“É preciso amar as pessoas como se não houvesse amanhã Porque se você parar pensar, na verdade não há. Sou uma gota d água Sou um grão de areia Você me diz que seus pais não entendem Mas você não entende seus pais O que você vai ser quando você crescer?” (Pais e Filhos – Renato Russo)

“Não desespere Quando a vida fere, fere E nenhum mágico interferirá Se a vida fere Como a sensação do brilho De repente a gente brilhará” ( Realce – Gilberto Gil )

Depois de muito questionar o homem chegou a conclusão da finitude da existência humana e pronto ! Errado, pois na sua constante ambição de chegar a novos horizontes concluiu também que existe uma força motriz pregando que quanto mais alguém ensina, mais aprende o que ensinou, afirmando ainda que o saber é infinito já que a alma é imortal.

Ser que alguém prestes a realizar a maratona de um vestibular preocupa-se com toda essa filosofia? E obvio que não, já que o próprio clima desta competição sugere uma única pergunta: estamos no caminho certa para a profissão do futuro?

Podemos humildemente sugerir que todas as profissões tem futuro desde que, a pessoa esteja qualificada para exerce-las e a sociedade e os poderes as valorizem como úteis e necessárias. Houve um tempo em que um diploma de médico, por exemplo era garantia de sucesso e ascensão profissional. Atualmente o importante não e a profissão, mas sim o profissional, ou seja a sua qualificação em relação aos outros.

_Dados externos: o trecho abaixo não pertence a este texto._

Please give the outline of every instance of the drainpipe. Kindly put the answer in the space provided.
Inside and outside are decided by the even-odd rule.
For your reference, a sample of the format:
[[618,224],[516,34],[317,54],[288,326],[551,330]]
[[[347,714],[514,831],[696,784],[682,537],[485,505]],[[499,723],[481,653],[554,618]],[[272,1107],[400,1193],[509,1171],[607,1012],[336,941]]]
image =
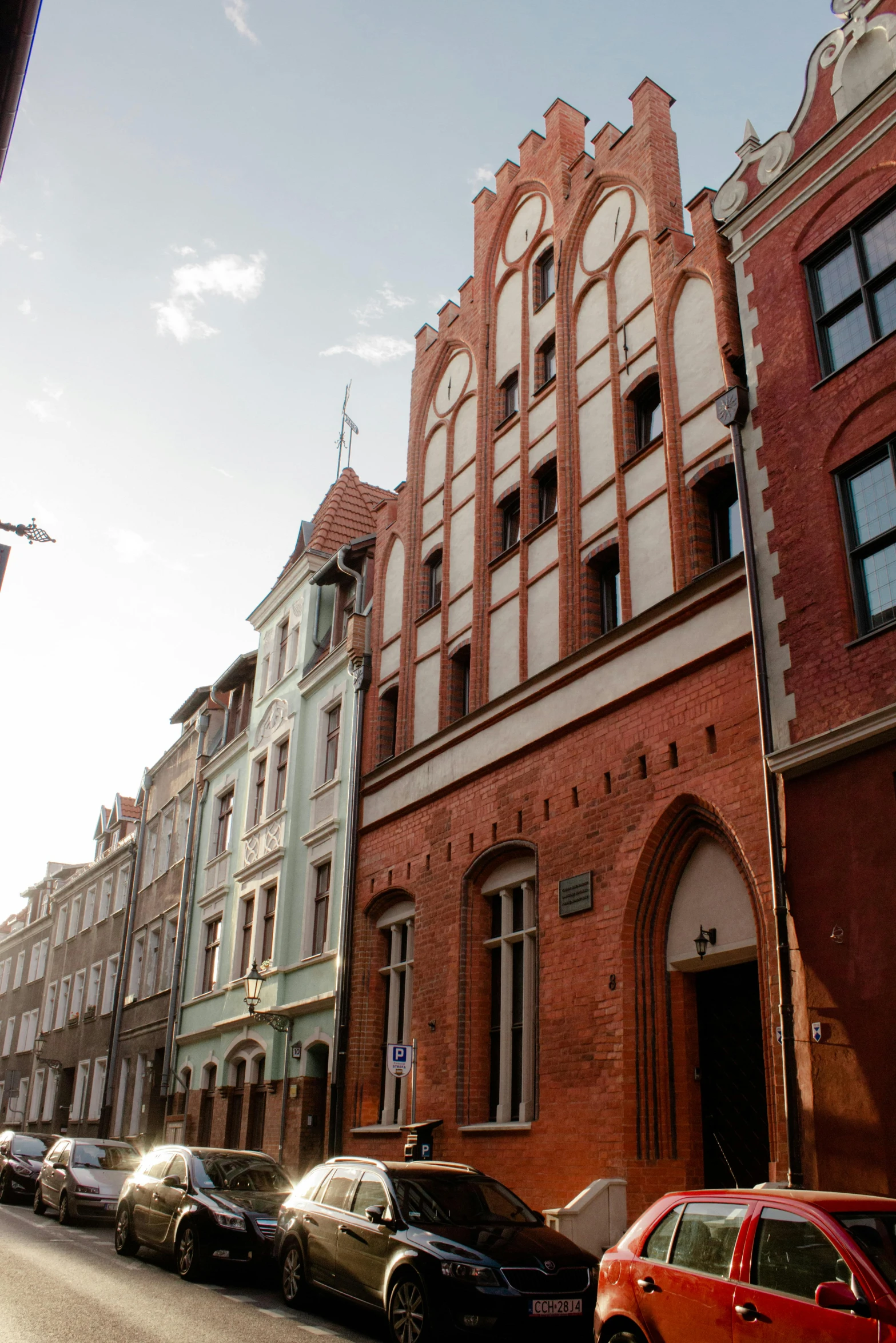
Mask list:
[[128,904],[125,907],[125,920],[121,933],[121,948],[118,951],[118,975],[116,976],[116,991],[111,1001],[111,1030],[109,1033],[109,1049],[106,1050],[106,1088],[99,1112],[98,1138],[109,1138],[111,1128],[111,1101],[116,1092],[116,1073],[118,1072],[118,1053],[121,1049],[121,1014],[124,1011],[125,984],[130,975],[130,952],[134,939],[134,911],[137,905],[137,882],[144,861],[144,839],[146,835],[146,811],[149,808],[149,790],[152,788],[152,775],[144,770],[141,790],[144,795],[140,808],[140,825],[137,827],[137,854],[130,868],[130,881],[128,882]]
[[196,720],[199,737],[196,740],[196,767],[193,770],[193,790],[189,796],[189,822],[187,825],[187,845],[184,847],[184,870],[180,876],[180,905],[177,908],[177,936],[175,939],[175,963],[171,975],[171,994],[168,997],[168,1025],[165,1027],[165,1057],[161,1065],[161,1084],[159,1092],[168,1095],[171,1078],[171,1056],[175,1045],[175,1026],[177,1023],[177,1009],[180,1006],[180,970],[184,955],[184,932],[187,924],[187,909],[189,907],[189,888],[193,872],[193,846],[196,835],[196,803],[199,800],[199,776],[201,774],[201,759],[206,749],[206,733],[208,732],[210,716],[200,713]]
[[780,1018],[780,1057],[785,1082],[785,1124],[787,1129],[787,1189],[802,1189],[802,1152],[799,1140],[799,1084],[797,1077],[797,1048],[794,1044],[794,998],[790,960],[790,931],[787,928],[787,889],[785,885],[785,854],[780,841],[780,811],[778,780],[768,768],[768,756],[775,748],[768,693],[768,665],[766,661],[766,633],[762,623],[756,548],[750,516],[750,494],[744,470],[744,450],[740,428],[750,415],[750,392],[746,387],[729,387],[716,402],[716,415],[731,430],[735,457],[735,477],[740,504],[740,529],[744,543],[747,595],[750,598],[750,624],[752,629],[754,663],[756,669],[756,696],[762,731],[762,772],[766,782],[766,821],[768,826],[768,853],[775,911],[775,952],[778,958],[778,1013]]
[[[363,596],[363,575],[345,564],[349,547],[341,547],[336,556],[337,568],[355,579],[355,612]],[[352,924],[355,916],[355,872],[357,868],[357,821],[361,796],[361,735],[364,727],[364,697],[371,680],[369,611],[361,614],[367,622],[364,657],[352,667],[355,681],[355,714],[352,717],[352,752],[348,779],[348,807],[345,815],[345,855],[343,861],[343,901],[340,907],[339,959],[336,962],[336,1006],[333,1011],[333,1060],[330,1070],[330,1111],[326,1150],[339,1154],[343,1135],[343,1101],[345,1092],[345,1058],[348,1049],[348,1011],[352,968]]]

Aqueles que após o termino de sua graduação continuarem a estabelecer desafios, atualizando, acompanhando mudanças profissionais e sociais serão considerados capazes profissionalmente. Outra característica muito comum é acreditar que a universidade garante uma formação definitiva.

O que elas nos proporciona é um suporte técnico, mas aprimorar habilidade, ampliar horizontes, realizar cursos de especialização sao também fundamentais.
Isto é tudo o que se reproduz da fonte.